Ketahuilah, karakter orang di dunia maya sesungguhnya sama saja dengan di dunia nyata. Saya menyebutnya "paralel" atau beriringan. Hanya saja, dunia maya dalam wujud media sosial (medsos) kadang sering digunakan sebagai alat memanipulasi diri untuk berbagai kepentingan.

Sikap hormat, bijak, welas asih di dunia nyata kadang menjadi berkebalikan jika sudah memasuki dunia maya. Atau malah sebaliknya, orang yang sangar, begajul, kasar di media sosial, malah hatinya selembut Rinto jika sudah bertemu di dunia nyata.

Jadi, saya semakin meyakini kebenaran kata-kata Jean Baudrillard, bahwa media itu cuma sekadar simulasi (simulacra), hyperreallity atau bahasa kekinian "bohong-bojongan", apalagi media sosial yang penggunanya bisa berubah menjadi siluman, anonim.

Di dunia maya, termasuk medsos, ada orang yang kerjanya trolling, mancing-mancing kerusuhan/kemarahan, menghina, meledek, merendahkan, sok pintar, sampai-sampai Tom Nichols membuat buku "Matinya Kepakaran". Ini karena dominasi netizen dengan "kemahatahuan"-nya itu, sehingga suara pakar menjadi terdengar lamat-lamat, lalu hilang.

Tidak dipungkiri, kita juga menghadapi kenyataan banyaknya pakar yang baperan.

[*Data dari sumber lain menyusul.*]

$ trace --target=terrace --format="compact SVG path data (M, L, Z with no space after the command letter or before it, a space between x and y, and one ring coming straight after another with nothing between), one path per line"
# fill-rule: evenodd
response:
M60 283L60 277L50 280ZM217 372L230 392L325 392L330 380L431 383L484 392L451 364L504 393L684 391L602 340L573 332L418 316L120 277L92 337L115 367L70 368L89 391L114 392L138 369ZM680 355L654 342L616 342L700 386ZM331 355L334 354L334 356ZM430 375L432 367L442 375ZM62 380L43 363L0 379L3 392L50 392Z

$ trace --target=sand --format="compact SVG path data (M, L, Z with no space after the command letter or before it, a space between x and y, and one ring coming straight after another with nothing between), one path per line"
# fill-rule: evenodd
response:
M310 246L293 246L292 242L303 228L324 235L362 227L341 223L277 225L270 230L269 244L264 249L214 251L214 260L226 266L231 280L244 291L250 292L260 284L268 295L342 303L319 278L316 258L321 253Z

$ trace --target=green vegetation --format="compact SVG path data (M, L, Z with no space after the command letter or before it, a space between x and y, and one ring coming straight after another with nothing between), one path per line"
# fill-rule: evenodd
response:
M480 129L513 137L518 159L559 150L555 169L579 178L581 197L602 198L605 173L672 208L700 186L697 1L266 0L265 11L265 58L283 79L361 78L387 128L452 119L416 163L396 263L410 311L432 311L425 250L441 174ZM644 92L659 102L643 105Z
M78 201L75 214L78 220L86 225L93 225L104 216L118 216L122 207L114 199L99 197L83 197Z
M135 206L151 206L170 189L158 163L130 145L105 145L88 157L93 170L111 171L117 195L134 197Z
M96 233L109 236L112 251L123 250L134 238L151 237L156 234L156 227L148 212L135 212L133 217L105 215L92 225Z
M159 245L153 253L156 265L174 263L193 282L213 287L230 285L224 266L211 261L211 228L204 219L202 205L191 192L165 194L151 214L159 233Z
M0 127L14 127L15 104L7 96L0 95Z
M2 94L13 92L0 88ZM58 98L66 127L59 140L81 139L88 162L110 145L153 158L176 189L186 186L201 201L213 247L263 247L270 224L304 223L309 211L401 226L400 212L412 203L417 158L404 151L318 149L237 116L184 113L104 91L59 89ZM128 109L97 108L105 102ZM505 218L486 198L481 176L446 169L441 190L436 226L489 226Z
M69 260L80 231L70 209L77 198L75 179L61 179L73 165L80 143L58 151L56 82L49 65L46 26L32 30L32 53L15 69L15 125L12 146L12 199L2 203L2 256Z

Ini sekaligus kritik saya kepada Nichols; netizen merajalela karena pakar tersingkir -tepatnya menyingkirkan diri. Alasannya bisa macam-macam; bisa karena menganggap medsos sekadar sampah, bisa juga tidak punya nyali mempertahankan argumen melawan argumen liar netizen.

Di medsos, tidak terhitung orang yang memang berniat untuk trolling. Kadang mereka memancing dengan sebuah percakapan tentang kamu. Tentu saja tentang keburukanmu. Ketahuilah, kebaikanmu jarang menarik perhatian orang untuk menulis tentang dirimu dibanding jika kamu melakukan kesalahan atau keburukan.

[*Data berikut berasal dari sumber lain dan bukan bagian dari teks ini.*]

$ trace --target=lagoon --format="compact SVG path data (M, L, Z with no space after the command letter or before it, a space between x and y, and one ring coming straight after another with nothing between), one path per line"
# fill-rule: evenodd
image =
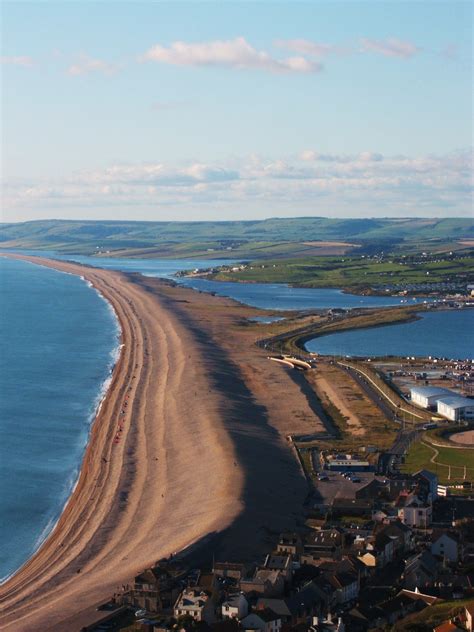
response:
M474 358L474 309L439 310L420 320L313 338L308 351L338 356Z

Jadi, siap-siap saja gambarmu dijadikan meme menyakitkan, gambar videomu dipenggal-penggal untuk direkayasa, fotomu dimanipulasi sehingga menjadi 180 derajat dengan yang sebenarnya.

Kamu mau protes dan teriak-teriak di medsos untuk menanggapi itu semua? Percuma, itu berarti kamu sudah masuk perangkap mereka. Kamu sudah kena troll, sebagaimana barracuda. Sekuat-kuatnya ikan ganas itu kalau sudah kena pancingan troll tetap tak berdaya, mengikuti saja ke mana kapal melaju membawa pancingan.

Terus, harus bagaimana dong? Mesti diapakan?

Jawabannya: diamkan saja!

Terus?

Terus... kamu segera menulis lagi di medsos, sampai orang itu capek sendiri menyinyirimu!